Modules

Sun Feb 27 04:20:27 UTC 2005

Colin Putney wrote:

> Hi folks,
>
> I'm moving this thread over to the Monticello mailing list. No need to 
> clutter squeak-dev with versioning discussions. If you want to sign up 
> the list is here:
>
> http://mail.wiresong.ca/mailman/listinfo/monticello

Thanks for the link, I have just subscribed, and I am cc-ing it, but, as 
one of the things that we seem to discuss is wether to have overrides or 
not in our modules, I think it is still relevant to the general modules 
discussion.

<snip>

>>  Making multiple independent packages work together is a much more 
>> difficult problem. The only way that I know how to solve that is by 
>> testing (and fixing), and I don't think that we should worry too much 
>> about providing an automatic solution. My personal preference would 
>> be to show in the Transcript that an override (of a method not in the 
>> base image) has occured. It does not matter if they are stacked or 
>> not, simply the fact that you overrode something from a different 
>> package makes it probable that the overriden package does not work 
>> anymore.
>
>
> I think we can do better than log the override to the Transcript. (Ok, 
> perhaps with ENVY or Store you can't do any better, but luckily we're 
> writing our own versioning system!) Consider the situation assuming 
> that both packages are maintained with MC2:
>
> We have two versions of a method, both with complete version history. 
> Because we have the version history, it doesn't really matter that the 
> two versions come from different packages, it's exactly the same as 
> merging two versions of the same package. So instead of one version 
> overriding the other, we do a merge. By comparing the method histories 
> we can decide if one version supersedes the other. That would mean 
> that it's an updated version of the other, which means we can rely on 
> the user's wisdom again. If the user changed the method from one of 
> the versions we have to the other one, he must know what he's doing. 
> Therefore we use which ever version the user has already chosen.

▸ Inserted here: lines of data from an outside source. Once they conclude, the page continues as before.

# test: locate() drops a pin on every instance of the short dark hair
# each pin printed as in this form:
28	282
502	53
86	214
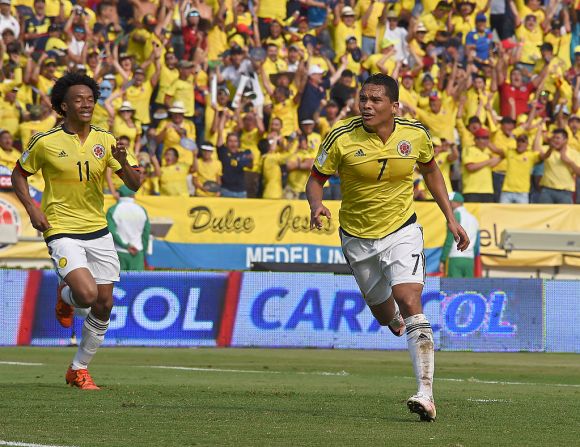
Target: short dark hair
561	131
172	149
62	86
391	86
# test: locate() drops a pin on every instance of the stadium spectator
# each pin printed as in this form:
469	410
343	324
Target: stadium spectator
8	154
300	60
129	225
396	34
173	174
233	160
480	39
478	161
178	133
250	129
520	162
7	20
299	165
125	124
560	166
207	177
455	263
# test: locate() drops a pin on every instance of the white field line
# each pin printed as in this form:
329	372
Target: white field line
500	382
26	444
489	401
20	364
248	371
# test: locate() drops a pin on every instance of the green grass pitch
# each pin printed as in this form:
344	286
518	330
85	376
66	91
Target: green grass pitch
260	397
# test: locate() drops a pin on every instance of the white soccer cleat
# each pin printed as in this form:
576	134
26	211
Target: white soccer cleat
423	406
397	326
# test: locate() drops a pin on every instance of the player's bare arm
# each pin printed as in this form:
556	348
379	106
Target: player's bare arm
37	217
128	174
434	181
314	190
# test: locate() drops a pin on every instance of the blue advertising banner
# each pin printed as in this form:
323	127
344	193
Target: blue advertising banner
327	311
318	310
12	285
562	316
491	315
150	308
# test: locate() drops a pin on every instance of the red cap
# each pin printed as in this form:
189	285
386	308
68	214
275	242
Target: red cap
245	29
508	44
481	133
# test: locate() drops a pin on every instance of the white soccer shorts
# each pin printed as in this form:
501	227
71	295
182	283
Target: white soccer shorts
97	255
380	264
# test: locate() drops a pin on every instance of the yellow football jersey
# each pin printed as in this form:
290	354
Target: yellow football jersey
73	174
376	177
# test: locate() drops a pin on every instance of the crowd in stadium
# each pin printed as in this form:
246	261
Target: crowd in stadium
232	98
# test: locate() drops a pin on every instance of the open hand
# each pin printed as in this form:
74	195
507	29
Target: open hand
316	216
459	235
119	152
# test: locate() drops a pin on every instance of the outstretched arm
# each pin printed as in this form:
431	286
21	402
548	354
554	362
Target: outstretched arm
20	184
434	181
314	190
128	174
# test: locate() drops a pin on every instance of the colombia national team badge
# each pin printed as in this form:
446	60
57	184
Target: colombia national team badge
404	148
98	151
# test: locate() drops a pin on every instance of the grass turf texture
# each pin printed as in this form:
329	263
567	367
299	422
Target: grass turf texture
280	405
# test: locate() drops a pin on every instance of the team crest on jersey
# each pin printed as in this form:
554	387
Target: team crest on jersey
404	148
98	151
322	157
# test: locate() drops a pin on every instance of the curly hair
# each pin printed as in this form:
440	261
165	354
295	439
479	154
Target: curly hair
61	87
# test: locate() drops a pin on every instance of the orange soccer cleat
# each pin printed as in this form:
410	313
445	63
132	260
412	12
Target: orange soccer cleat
80	378
64	311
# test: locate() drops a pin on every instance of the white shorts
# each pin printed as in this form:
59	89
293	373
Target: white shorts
380	264
97	255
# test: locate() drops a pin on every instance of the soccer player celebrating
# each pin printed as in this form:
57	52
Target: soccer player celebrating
375	155
73	158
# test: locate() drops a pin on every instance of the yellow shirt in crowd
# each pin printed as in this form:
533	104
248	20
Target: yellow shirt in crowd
478	181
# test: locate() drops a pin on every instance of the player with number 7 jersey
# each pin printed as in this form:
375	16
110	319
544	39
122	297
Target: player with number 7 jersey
375	155
73	158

I am sorry, but this is simply not true. A developer may choose, in a 
newer version of a class, to ignore some unrelated development, and 
stick to an older protocol, by including some older versions for some of 
the methods. This is not a made up example, I have encountered the 
situation quite often. You can easily have, as a simplistic example, 
PackageA>ClassB>methodC(version1),methodD(version2) and 
PackageE>ClassB>methodC(version2),methodD(version1). The automatic 
resolution will do the wrong thing, and it won't even inform the user.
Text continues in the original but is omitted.